RBI Governor Shaktikanta Das has given enough hints that linking of interest rates to an external benchmark is likely to happen. Das’ remarks come weeks after state-run lenders volunteered to link interest rates to RBI’s repo rate — a marked turn from their traditional Marginal Cost of funds-based Lending Rate (MCLR).
“Linking of new loans to an external benchmark like the central bank’s repo rate will be formalised as an economic impetus and is required not just from monetary policy assistance but also through transmission of rates,” Das said at an event on Monday.
The Reserve Bank of India (RBI) chief first deferred the rollout of external benchmark rate with effect from April, but now he appears convinced that transparency in passing policy rate cut benefits is paramount. For, of the 75 bps repo rate cut till July, banks barely managed to transmit 29 bps to customers. “It should be, and can be better,” he said adding, “Our expectation is that they (banks) should move faster.”
As a result of high real interest rates, credit demand including industrial credit and retail credit, remained subdued for quite sometime. Worryingly, retail credit is showing signs of deceleration as consumers delay spending as demand is witnessing a slowdown.

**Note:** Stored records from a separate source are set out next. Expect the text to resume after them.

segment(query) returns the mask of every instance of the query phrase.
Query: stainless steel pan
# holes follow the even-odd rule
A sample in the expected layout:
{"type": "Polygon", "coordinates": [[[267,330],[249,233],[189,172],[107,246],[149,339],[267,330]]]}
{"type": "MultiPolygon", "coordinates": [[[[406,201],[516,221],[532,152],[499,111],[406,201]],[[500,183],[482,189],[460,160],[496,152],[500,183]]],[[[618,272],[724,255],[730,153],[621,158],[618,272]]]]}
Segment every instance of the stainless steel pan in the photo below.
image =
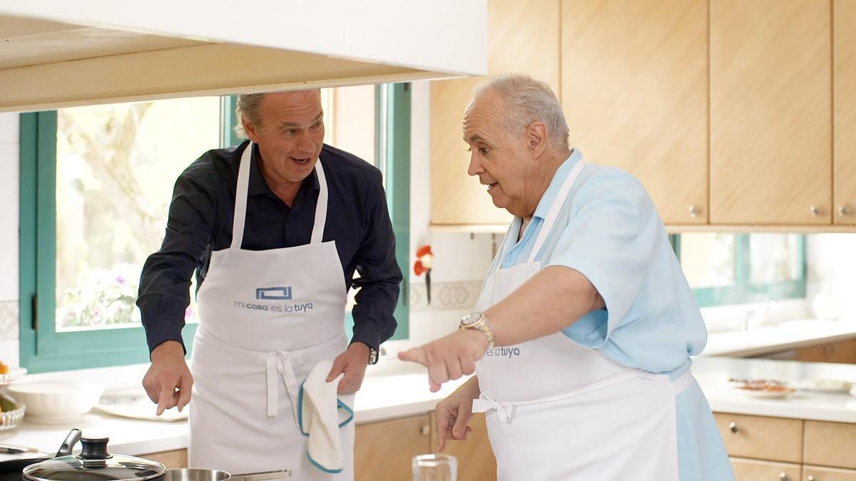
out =
{"type": "Polygon", "coordinates": [[[166,470],[163,481],[226,481],[227,479],[229,481],[264,481],[283,478],[291,478],[290,469],[230,474],[219,469],[179,467],[166,470]]]}

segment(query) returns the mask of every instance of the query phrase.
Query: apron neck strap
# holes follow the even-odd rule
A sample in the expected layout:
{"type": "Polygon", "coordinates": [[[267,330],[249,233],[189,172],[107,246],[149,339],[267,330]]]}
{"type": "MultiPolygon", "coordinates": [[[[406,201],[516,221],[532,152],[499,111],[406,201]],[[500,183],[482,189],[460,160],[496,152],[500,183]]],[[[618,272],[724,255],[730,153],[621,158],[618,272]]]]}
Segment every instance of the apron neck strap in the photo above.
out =
{"type": "MultiPolygon", "coordinates": [[[[241,165],[238,167],[238,187],[235,193],[235,218],[232,221],[233,249],[240,249],[244,240],[244,221],[247,218],[247,194],[250,185],[250,162],[253,158],[254,144],[247,144],[244,152],[241,154],[241,165]]],[[[321,159],[315,163],[315,173],[318,178],[318,201],[315,205],[315,223],[312,225],[311,242],[320,243],[324,236],[324,228],[327,223],[327,178],[324,175],[321,159]]]]}
{"type": "Polygon", "coordinates": [[[232,248],[240,249],[244,241],[244,219],[247,217],[247,193],[250,185],[250,160],[253,145],[250,142],[241,154],[238,167],[238,188],[235,192],[235,216],[232,219],[232,248]]]}
{"type": "Polygon", "coordinates": [[[544,246],[544,241],[547,240],[547,235],[550,235],[550,231],[553,229],[553,224],[556,223],[556,219],[559,217],[559,211],[562,211],[562,207],[565,205],[568,193],[571,191],[574,181],[580,176],[580,173],[582,172],[584,167],[586,167],[586,162],[583,159],[580,159],[577,164],[574,166],[571,173],[565,178],[565,181],[562,183],[562,187],[559,188],[558,193],[556,194],[556,199],[553,200],[552,205],[550,206],[550,211],[547,211],[547,217],[544,217],[544,223],[541,224],[541,230],[538,233],[538,238],[535,239],[532,250],[529,252],[529,262],[535,261],[535,257],[544,246]]]}
{"type": "Polygon", "coordinates": [[[327,177],[324,174],[321,159],[315,163],[315,175],[318,177],[318,201],[315,205],[315,224],[312,226],[312,244],[320,244],[324,237],[324,226],[327,223],[327,177]]]}

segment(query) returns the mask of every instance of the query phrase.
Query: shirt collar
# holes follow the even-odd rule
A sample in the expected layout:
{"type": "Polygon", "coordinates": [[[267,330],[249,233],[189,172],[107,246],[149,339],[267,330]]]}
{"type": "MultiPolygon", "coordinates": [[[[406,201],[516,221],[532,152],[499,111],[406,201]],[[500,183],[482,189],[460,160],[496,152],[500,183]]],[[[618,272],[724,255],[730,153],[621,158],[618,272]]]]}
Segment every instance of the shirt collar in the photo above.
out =
{"type": "Polygon", "coordinates": [[[583,154],[579,149],[571,149],[571,155],[562,163],[562,165],[556,170],[556,174],[553,174],[553,180],[550,181],[550,186],[544,193],[544,195],[541,196],[541,200],[538,201],[538,207],[535,208],[535,213],[532,214],[533,217],[544,219],[547,217],[547,212],[550,211],[550,205],[556,200],[556,196],[559,194],[562,184],[564,183],[568,175],[571,174],[574,166],[582,159],[583,154]]]}
{"type": "MultiPolygon", "coordinates": [[[[262,175],[262,169],[259,166],[259,145],[253,144],[253,162],[250,163],[250,180],[249,185],[247,188],[247,193],[248,195],[268,194],[276,196],[273,191],[270,190],[270,187],[268,187],[267,181],[265,181],[265,176],[262,175]]],[[[303,183],[300,184],[300,190],[306,193],[311,193],[320,189],[321,186],[318,184],[318,176],[313,169],[309,175],[303,180],[303,183]]]]}

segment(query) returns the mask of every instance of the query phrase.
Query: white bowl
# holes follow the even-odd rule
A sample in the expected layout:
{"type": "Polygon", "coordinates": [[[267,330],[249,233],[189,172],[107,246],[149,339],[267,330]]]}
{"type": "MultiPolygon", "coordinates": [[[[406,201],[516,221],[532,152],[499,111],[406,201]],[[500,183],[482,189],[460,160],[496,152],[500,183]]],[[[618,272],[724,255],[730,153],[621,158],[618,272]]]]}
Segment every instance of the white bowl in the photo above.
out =
{"type": "Polygon", "coordinates": [[[36,423],[79,420],[95,406],[104,388],[95,383],[45,381],[9,386],[12,397],[27,405],[27,419],[36,423]]]}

“I think the time has now come to formalise the linking of the lending rates on new loans to external benchmarks like the repo rate. We are monitoring the developments in this regard and whatever steps are required in the coming weeks, will be taken by RBI,” he said adding, “We have kept the external benchmark in abeyance because we wanted to see how the market evolves. It’s a positive trend that the banks have responded but this process needs to be faster.”
Meanwhile, analysts believe such a move could impact banks’ margins.
“There could be some impact even on the SBI (State Bank of India) as its government deposits could see volatile movement. Rural and semi-urban markets have seen a rise in savings account share irrespective of interest rates. The market condition is probably forcing banks to maintain a status quo on product offerings,” Kotak Institutional Securities noted.
Besides, savings accounts, cash credit loans (greater than Rs 1 lakh) too would be 225 bps in excess of the repo rate. It means, interest rate of 8 per cent against the prevailing MCLR of 8.55 per cent. But going forward, the spread might be higher based on the overall risk assessment by the bank.
Kotak, though said the current impact of the move would be negligible, and could even be beneficial in the long-run. It, however, added that its medium to long-term impact is contingent on internal and external variables.“Internal variables would be customer behaviour during different interest rate regimes and external variables being competitor reaction for such products and importantly, the ability to shift deposits and loans to competing lenders,”Kotak Securities noted.
According to the brokerage, a move towards market benchmark, even if it means to 25 per cent of borrowers, is still a painful transition as it would be the third change in ten years (Prime Lending Rate/base rate/MCLR).
There has been a severe push back by banks until recently to delay external benchmarking for one simple reason. Since deposits are not linked to an external rate, linking lending rates alone will create a mismatch. Banks are unable to link deposits to external rates as more than 90 per cent of the deposits are on fixed interest rates, of which about 36 per cent comprise term deposits with three-year maturity and above, implying their rates get reset infrequently.